Two one-minute runs and a five-minute cool down later, I finally make my way through the opening in the fence surrounding the track and toward my car. I’ve upgraded from my Tercel to a Corolla. It’s not new but it’s in better shape and has less miles than the Tercel. Plus, due to a large Christmas bonus from the fancy restaurant I worked at in New York, it’s paid for.
After tossing my phone onto the passenger seat, I slid into the driver’s seat, my muscles screaming Hallelujah! all the way. I reached for my water bottle and took a long draw of the cool liquid, wishing with all my heart the aluminum container held Dr. Pepper and not water. But Dr. Pepper is not going to help me lose ten pounds, so I’m determined to just be thankful my ice hasn’t melted all the way, leaving me with ninety-degree water.

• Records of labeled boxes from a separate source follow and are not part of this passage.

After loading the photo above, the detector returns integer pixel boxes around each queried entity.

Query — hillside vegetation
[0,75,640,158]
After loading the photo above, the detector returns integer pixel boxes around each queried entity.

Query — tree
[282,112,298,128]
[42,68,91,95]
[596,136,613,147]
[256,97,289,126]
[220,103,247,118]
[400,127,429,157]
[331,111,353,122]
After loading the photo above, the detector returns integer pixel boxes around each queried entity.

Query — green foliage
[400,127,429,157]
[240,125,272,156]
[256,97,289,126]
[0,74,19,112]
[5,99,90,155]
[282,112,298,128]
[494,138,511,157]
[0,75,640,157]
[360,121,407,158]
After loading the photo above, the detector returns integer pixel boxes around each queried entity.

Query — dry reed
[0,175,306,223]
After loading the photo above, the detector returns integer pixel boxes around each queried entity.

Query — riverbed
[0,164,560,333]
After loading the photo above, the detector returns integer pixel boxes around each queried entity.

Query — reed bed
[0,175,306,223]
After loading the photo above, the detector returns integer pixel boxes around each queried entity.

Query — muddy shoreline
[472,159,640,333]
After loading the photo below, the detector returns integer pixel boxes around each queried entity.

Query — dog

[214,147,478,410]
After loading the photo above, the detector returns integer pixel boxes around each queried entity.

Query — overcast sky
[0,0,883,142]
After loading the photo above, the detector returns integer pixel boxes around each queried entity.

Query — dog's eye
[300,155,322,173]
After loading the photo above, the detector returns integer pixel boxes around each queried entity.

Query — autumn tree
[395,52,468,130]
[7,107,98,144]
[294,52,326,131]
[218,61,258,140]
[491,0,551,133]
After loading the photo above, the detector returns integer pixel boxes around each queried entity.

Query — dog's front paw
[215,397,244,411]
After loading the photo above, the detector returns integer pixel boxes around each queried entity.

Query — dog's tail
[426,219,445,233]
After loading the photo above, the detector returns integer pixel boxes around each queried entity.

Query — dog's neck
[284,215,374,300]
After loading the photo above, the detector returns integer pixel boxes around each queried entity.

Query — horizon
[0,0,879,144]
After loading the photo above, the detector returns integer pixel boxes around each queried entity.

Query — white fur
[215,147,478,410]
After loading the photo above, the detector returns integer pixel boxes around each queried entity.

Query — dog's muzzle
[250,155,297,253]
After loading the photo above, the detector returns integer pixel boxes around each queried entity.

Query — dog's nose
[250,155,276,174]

Damn. Pulling the water bottle away from my lips, I notice the front right side of my hood is lower than the left. Rolling my shoulders to ease the tension growing in them, I can’t help but think how much I really do not need to deal with this right now. Throwing open my door, I got out of my car and walked around to the front.
“You have got to be kidding me!” I groaned, seriously tempted to curl up on the hood of my car and cry. My front right tire is completely flat. I must have run over a nail or some glass on my way to the high school. Shoulders slumped, I stared at the deep lavender sky above. It’s dark enough that I can see several stars twinkling. While there is quite a bit of traffic on the road in front of the school, I am by myself in the parking lot. I briefly consider calling my brother to come help me. But he lives almost an hour away and that’s just ridiculous.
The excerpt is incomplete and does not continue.